Mann’s argument leads us to the options of either voting for politicians who promise to make the necessary changes, or devoting our lives (or our spare time) to lobbying them to do so. Extinction Rebellion, the energetic movement that’s recently swept the UK and elsewhere, is predicated on this premise: Demanding that governments take action, and making its call as loud as possible through actions like city centre shutdowns and mass arrests. 

It’s true: despite incontrovertible evidence of the toll our collective lives are taking on the planet, any action an individual takes carries with it the knowledge that, however huge the personal sacrifice, the result will be nothing more than a dot in the vast global matrix. One person’s actions can’t make a difference; only collective action can. (Though perhaps we shouldn’t be surprised about this; if the problem was easy to solve we would have solved it by now.) That can lead to despair. 

Charles Conn, CEO of venture firm Oxford Sciences Innovation, says that is a natural reaction to what he terms “wicked problems”—complex dilemmas that have many causes—and “reinforcing causality” which means that one solution can actually make another part of the problem worse. But researching the wicked problem of climate change for his recent book, Bulletproof Problem Solving, led Conn to an optimistic conclusion. 

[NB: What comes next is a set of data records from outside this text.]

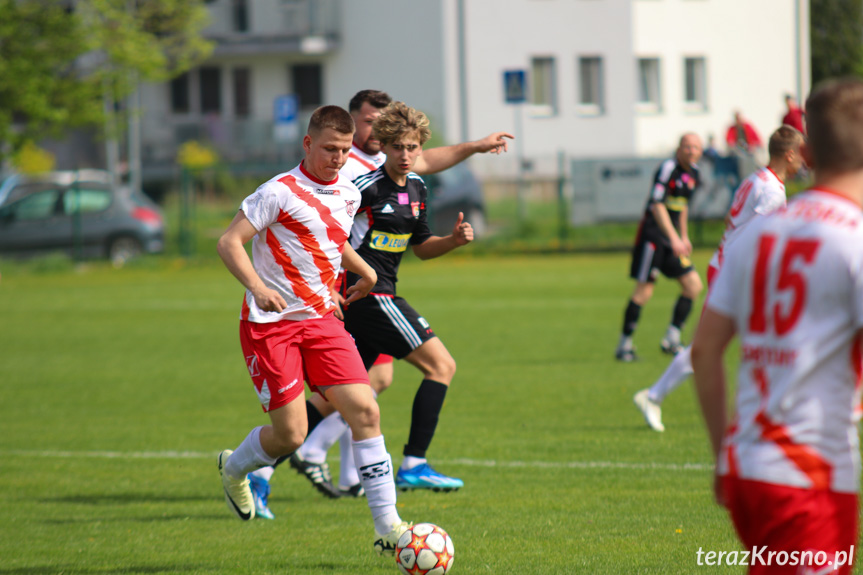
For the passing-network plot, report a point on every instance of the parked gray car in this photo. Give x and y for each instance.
(83, 219)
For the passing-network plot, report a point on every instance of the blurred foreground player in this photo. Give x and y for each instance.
(761, 193)
(791, 288)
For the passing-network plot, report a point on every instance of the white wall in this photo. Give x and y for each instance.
(507, 34)
(394, 46)
(751, 63)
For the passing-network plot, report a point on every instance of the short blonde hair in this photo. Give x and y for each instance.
(332, 117)
(834, 123)
(399, 120)
(785, 138)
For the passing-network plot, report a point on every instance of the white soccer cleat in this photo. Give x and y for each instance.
(650, 410)
(385, 545)
(238, 495)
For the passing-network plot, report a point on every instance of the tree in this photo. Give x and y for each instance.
(837, 38)
(59, 61)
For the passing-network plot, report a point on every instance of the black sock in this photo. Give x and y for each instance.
(681, 311)
(314, 417)
(426, 412)
(630, 318)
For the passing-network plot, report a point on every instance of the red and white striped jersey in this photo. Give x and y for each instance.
(359, 164)
(793, 284)
(302, 225)
(759, 194)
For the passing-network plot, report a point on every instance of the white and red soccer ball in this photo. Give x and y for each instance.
(424, 549)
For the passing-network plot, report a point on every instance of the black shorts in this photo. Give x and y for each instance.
(385, 324)
(650, 258)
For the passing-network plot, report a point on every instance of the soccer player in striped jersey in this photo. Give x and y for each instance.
(761, 193)
(298, 223)
(366, 156)
(791, 290)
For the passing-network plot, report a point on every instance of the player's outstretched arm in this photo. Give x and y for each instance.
(352, 262)
(439, 159)
(232, 252)
(436, 246)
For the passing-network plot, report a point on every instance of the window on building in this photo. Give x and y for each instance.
(240, 15)
(242, 92)
(695, 75)
(543, 86)
(590, 90)
(308, 84)
(649, 95)
(211, 93)
(180, 94)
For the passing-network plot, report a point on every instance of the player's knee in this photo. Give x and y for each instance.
(443, 369)
(288, 441)
(381, 383)
(366, 415)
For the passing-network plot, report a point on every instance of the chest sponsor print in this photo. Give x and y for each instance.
(385, 242)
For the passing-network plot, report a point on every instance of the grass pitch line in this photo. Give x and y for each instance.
(464, 462)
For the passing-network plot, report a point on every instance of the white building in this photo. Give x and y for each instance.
(605, 78)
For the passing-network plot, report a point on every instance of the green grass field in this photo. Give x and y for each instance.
(119, 387)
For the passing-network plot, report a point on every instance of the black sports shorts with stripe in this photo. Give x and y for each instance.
(648, 258)
(382, 323)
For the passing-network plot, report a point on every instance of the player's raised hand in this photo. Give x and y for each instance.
(494, 143)
(269, 300)
(462, 233)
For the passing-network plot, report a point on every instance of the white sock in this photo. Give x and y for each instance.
(264, 473)
(676, 373)
(248, 457)
(322, 437)
(376, 474)
(409, 462)
(348, 476)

“Our carbon footprints as humans really are knowable, and they’re affectable,” Conn tells Quartz. He also notes that corporations are themselves comprised of individuals making choices. We’d be cutting a swathe through the climate battlefield, “if we could pursue behavioral change in our own lives, including our business lives, and show [them] to the women and men who run our institutions,” he said. We need leaders willing to tackle the rest, Conn suggests. 

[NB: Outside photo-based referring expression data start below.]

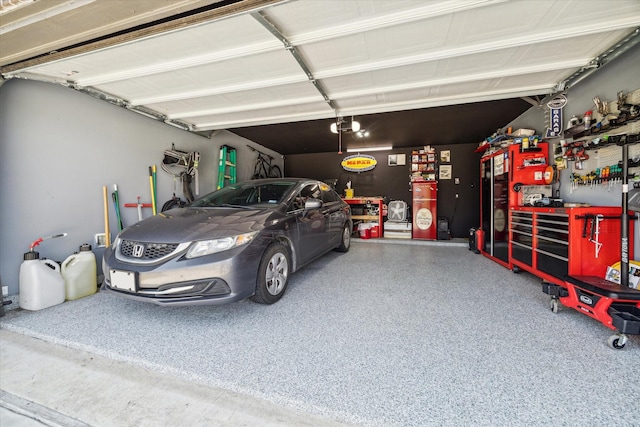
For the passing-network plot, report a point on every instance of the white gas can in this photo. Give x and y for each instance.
(41, 284)
(80, 274)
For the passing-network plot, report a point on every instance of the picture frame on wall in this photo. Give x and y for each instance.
(445, 171)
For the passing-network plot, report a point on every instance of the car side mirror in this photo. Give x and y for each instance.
(312, 204)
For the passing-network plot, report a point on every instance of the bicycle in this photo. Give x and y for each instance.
(264, 167)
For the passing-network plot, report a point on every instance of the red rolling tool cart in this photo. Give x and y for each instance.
(617, 306)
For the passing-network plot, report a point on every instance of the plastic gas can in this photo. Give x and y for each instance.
(80, 274)
(41, 284)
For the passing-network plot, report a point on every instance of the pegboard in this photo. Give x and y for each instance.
(605, 156)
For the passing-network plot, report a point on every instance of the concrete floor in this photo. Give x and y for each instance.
(372, 345)
(44, 384)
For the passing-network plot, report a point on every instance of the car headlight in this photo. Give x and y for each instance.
(207, 247)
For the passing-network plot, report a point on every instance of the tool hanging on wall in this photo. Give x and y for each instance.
(183, 165)
(105, 200)
(116, 205)
(139, 206)
(152, 190)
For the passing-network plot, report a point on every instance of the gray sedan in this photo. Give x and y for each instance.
(238, 242)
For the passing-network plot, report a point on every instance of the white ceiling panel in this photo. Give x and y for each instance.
(294, 94)
(257, 62)
(246, 72)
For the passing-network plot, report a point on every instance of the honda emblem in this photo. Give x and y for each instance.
(138, 251)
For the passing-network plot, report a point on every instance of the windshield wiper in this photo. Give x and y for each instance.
(228, 205)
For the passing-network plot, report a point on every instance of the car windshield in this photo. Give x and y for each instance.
(246, 194)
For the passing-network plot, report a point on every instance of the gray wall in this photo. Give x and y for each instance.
(59, 147)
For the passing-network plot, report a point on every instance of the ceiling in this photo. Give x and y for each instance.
(280, 72)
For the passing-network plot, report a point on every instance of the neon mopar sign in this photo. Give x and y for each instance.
(359, 163)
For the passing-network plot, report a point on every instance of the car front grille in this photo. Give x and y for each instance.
(150, 252)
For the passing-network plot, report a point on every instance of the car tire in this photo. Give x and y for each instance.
(273, 274)
(345, 240)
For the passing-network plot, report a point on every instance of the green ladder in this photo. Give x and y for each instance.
(226, 166)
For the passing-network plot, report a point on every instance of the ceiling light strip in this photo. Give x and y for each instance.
(259, 17)
(363, 149)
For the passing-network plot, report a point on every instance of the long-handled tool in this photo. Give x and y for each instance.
(116, 205)
(152, 190)
(139, 206)
(107, 238)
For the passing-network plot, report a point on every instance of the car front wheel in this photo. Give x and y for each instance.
(345, 240)
(273, 274)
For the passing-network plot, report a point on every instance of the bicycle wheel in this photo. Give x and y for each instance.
(260, 171)
(275, 172)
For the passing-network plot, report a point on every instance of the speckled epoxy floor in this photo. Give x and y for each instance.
(385, 335)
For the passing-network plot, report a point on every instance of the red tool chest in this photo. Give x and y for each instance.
(553, 243)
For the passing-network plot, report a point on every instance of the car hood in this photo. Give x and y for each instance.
(189, 224)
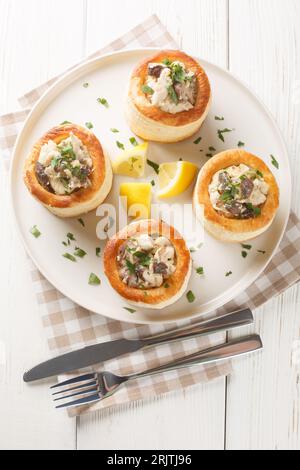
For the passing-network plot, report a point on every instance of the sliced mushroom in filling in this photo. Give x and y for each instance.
(146, 261)
(65, 167)
(238, 192)
(170, 86)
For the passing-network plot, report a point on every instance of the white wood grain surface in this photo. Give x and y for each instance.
(259, 406)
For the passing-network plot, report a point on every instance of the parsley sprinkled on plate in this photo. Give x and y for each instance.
(221, 133)
(94, 280)
(200, 270)
(274, 162)
(103, 101)
(191, 297)
(133, 141)
(247, 247)
(98, 251)
(79, 252)
(69, 257)
(153, 165)
(35, 231)
(120, 145)
(130, 310)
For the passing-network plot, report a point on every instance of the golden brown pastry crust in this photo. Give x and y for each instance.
(147, 296)
(97, 177)
(156, 114)
(236, 226)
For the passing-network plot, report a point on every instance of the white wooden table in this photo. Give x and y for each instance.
(258, 407)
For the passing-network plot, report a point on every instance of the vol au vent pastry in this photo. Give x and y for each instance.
(169, 97)
(236, 196)
(148, 264)
(67, 171)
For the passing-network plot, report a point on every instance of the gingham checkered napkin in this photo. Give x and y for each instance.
(69, 327)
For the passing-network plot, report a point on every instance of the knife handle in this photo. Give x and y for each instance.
(225, 322)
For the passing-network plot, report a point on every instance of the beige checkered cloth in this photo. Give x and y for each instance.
(69, 327)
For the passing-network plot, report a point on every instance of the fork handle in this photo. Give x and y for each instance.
(217, 353)
(224, 322)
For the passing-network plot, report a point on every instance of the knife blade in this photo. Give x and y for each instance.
(82, 358)
(102, 352)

Perhaps “flight shame” is a misnomer: It denotes a sensation of embarrassment, and implies something hidden, rather than a strong ethical choice. Such personal ethics won’t win the battle to save the planet; but that doesn’t make them pointless. It just means they’re one part of the massive collective effort of change with which we’re struggling at this moment in history. 

This story was updated with more recent data and context from a 2016 ICAO report.